Privatization policies would have also gone against the grain of the government under Russian Prime Minister Vladmir Putin, who served as the federation’s president from 2004 through 2008. Under Putin, the Kremlin’s ownership of big business had more than doubled. The country only recently revived privatization as it faces its first budget deficit in a decade.

Rostekhnadzor head Nikolai Kutyin said at a press conference last week that the plant’s second turbine had been at the center of the disaster and had been put into operation in 2000 despite technical deficiencies. Chubais had signed off on the start of its operation without evaluating the security of the situation, the report said.

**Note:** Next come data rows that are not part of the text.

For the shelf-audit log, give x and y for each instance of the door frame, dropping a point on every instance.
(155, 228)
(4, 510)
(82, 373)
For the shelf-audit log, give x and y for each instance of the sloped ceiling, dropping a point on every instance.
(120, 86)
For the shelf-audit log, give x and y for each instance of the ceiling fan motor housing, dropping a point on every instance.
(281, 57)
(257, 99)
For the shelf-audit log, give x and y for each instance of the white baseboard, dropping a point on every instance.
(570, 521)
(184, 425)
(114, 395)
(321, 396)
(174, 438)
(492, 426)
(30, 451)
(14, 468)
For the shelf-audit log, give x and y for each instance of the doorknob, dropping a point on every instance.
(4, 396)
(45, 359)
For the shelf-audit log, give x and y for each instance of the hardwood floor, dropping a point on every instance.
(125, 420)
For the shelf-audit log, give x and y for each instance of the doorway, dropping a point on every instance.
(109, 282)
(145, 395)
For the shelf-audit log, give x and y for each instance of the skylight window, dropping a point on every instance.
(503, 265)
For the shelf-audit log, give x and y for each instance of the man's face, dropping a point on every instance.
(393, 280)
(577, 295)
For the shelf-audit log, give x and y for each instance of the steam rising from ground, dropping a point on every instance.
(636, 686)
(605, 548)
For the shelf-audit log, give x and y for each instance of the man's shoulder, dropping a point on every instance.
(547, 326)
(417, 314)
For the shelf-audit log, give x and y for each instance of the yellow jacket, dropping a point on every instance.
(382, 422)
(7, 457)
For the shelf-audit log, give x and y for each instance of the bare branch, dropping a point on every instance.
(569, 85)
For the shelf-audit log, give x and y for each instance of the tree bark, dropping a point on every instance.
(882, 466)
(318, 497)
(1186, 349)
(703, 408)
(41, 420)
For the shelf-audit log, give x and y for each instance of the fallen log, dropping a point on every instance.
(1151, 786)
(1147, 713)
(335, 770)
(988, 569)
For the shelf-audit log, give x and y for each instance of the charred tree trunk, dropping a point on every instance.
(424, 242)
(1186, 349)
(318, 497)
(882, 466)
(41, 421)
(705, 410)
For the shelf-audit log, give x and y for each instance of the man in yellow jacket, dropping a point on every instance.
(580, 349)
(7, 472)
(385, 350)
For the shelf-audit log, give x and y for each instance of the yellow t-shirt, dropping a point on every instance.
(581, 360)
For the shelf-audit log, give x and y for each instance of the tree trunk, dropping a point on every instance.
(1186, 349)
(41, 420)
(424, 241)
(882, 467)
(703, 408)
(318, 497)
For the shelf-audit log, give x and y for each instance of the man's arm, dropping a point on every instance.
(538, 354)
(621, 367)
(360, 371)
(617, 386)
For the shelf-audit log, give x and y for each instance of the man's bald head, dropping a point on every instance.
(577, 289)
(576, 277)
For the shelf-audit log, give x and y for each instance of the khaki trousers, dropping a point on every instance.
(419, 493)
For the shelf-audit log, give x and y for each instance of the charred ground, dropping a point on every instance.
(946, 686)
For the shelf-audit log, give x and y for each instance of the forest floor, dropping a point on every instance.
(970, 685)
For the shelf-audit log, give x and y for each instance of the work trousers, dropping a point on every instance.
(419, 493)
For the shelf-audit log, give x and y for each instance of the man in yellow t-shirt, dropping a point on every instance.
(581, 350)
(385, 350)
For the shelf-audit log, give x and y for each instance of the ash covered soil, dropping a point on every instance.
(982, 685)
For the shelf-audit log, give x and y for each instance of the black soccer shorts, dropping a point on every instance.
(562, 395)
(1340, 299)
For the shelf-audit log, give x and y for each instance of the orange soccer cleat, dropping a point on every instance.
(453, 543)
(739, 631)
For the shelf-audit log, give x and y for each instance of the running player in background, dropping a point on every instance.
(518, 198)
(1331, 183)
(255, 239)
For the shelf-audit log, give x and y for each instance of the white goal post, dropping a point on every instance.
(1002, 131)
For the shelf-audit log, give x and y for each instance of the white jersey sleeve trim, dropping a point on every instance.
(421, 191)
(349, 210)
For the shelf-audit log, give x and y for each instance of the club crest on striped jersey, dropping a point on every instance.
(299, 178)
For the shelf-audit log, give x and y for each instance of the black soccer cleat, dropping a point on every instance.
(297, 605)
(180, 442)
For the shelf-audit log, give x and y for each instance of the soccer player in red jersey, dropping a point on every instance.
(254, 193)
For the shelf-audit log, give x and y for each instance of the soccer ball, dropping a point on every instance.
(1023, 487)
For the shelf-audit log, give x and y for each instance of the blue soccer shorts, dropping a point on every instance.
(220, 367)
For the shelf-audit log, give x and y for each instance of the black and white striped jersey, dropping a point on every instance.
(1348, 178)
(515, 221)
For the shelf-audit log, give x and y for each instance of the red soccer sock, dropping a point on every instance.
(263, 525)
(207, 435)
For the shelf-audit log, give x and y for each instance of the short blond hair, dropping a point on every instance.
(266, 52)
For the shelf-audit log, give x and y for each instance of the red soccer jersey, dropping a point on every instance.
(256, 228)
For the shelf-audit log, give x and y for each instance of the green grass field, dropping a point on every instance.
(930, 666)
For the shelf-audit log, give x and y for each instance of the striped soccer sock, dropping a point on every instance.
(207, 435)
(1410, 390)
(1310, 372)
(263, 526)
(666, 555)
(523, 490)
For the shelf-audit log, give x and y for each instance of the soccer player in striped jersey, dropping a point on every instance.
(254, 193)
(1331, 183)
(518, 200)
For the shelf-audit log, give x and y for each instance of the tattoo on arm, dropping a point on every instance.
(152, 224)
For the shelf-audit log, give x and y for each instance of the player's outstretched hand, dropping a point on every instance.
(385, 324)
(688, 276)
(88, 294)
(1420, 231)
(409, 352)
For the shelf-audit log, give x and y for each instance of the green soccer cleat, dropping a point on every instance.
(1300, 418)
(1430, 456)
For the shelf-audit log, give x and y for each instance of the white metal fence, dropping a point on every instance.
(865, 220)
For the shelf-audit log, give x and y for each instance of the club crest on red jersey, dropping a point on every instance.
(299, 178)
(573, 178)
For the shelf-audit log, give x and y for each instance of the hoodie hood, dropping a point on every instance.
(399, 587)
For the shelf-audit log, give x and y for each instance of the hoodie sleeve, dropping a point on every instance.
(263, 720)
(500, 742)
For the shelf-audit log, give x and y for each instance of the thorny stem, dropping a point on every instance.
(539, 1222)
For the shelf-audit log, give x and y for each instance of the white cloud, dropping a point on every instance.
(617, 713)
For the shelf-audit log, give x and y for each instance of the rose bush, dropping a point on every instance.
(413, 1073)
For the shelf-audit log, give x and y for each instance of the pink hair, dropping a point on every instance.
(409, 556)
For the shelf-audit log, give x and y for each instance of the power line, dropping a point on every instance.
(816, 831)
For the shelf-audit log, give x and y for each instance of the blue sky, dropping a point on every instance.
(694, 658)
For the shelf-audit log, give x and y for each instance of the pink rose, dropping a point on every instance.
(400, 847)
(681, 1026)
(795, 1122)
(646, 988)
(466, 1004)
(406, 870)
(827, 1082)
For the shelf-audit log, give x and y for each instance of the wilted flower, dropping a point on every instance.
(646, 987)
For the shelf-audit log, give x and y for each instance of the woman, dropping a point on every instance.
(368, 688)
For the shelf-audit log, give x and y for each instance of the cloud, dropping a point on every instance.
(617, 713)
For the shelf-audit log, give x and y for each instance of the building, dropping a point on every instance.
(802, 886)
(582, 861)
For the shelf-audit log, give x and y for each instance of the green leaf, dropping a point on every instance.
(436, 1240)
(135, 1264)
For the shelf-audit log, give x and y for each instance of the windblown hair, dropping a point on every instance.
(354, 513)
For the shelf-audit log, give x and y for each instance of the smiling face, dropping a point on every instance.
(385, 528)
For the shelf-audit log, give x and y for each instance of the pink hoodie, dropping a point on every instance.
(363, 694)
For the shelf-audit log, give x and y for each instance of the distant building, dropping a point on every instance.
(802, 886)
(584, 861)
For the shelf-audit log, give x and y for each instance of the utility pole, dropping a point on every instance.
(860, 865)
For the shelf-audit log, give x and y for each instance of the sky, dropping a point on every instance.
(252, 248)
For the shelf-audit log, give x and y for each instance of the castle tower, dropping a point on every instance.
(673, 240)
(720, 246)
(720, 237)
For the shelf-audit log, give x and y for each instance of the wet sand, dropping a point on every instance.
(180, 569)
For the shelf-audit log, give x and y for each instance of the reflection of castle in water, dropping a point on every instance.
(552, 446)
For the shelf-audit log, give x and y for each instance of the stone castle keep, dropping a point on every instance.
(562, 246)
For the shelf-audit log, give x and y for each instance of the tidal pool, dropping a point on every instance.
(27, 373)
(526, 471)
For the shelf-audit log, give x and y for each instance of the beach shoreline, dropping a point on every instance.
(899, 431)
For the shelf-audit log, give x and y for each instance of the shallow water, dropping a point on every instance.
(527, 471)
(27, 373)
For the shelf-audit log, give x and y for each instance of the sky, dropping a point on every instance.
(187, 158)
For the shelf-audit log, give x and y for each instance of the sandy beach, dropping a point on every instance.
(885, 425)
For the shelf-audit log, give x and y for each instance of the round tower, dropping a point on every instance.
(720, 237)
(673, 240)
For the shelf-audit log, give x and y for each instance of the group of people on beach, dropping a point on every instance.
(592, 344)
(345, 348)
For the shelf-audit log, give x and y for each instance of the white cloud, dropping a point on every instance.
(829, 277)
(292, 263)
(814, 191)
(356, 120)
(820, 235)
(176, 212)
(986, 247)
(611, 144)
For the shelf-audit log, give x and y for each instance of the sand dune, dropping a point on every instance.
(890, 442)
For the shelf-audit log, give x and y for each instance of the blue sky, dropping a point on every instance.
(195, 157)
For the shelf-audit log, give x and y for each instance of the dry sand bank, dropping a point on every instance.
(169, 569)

The report also accused the heads of the hydropower plant and its owner, RusHydro, a partly government-owned entity, and the largest body to have spun off UES when it was privatized in July 2008. It said that the company failed to take efforts to prevent the disaster. Kutyin told reporters that the accusations revolved around poor maintenance, which had caused the second turbine to vibrate excessively and then explode when it was forced to generate more power in order to make up for a shortfall caused by a fire at a separate power plant. Also, the staff at the plant had not been trained for the disaster scenario, he said.

Officials at Rostekhnadzor are continuing to assess design drawbacks and the performance of the equipment installed at the plant, a task that would require a few more months, according to news agency ITAR-TAAS.

The report said that the disaster is expected to cost 7.338 billion rubles ($244 million), including wreckage to major power generating assets and environmental damage.

The 100-page document was released two weeks after Putin ordered a thorough investigation of the accident. “The investigation must be conducted thoroughly and objectively,” he told the meeting at the Emergencies Ministry’s crisis management centre. At the meeting, he also proposed installation of monitoring systems similar to black boxes used on planes.

On Aug. 17, 75 workers lost their lives following an explosion at the giant, 10-turbine hydropower station. Describing the damage, plant owner RusHydro had then said, “hydro-turbines 2, 7 and 9 had been destroyed, turbines 1 and 3 seriously damaged and hydro-turbines 4 and 5 slightly damaged, that the metal structures of the roof of the turbine room has collapsed, that hydro-turbines 8 and 10 were damaged internally and that turbine 6 was in a satisfactory state. Transformers 1 and 2 had been destroyed, while transformers 3, 4 and 5 were in a satisfactory condition.” earlier last month published several photographs showing the extent of the devastation.

The plant in the Khakassia was a landmark project when it was completed in 1978. It straddles Siberia’s Yenisei River and features a 245-meter-high concrete dam that holds a water reservoir stretching over 621 square kilometers, says RusHydro’s website. However, though the station is said to be capable of producing three times as much power as the Hoover Dam, its turbines have not been overhauled since Soviet times.

RusHydro was set up in December 2004—when the country was reforming its electric power industry—to ensure reliable and safe operation of 15 federal hydropower plants, among them, the giant Sayano-Shushenskaya plant. Hydropower development in Russia had virtually stagnated in the 1990s, and existing plants were—and continue to be—in bad shape, RusHydro says on its website.

“The equipment of most Russian hydro-plants is over 40% obsolete and for some [hydropower plants], this figures reaches 70%, this being connected with the system-wide problem of the entire hydropower industry of the last fifteen years—chronic underfinancing,” it says.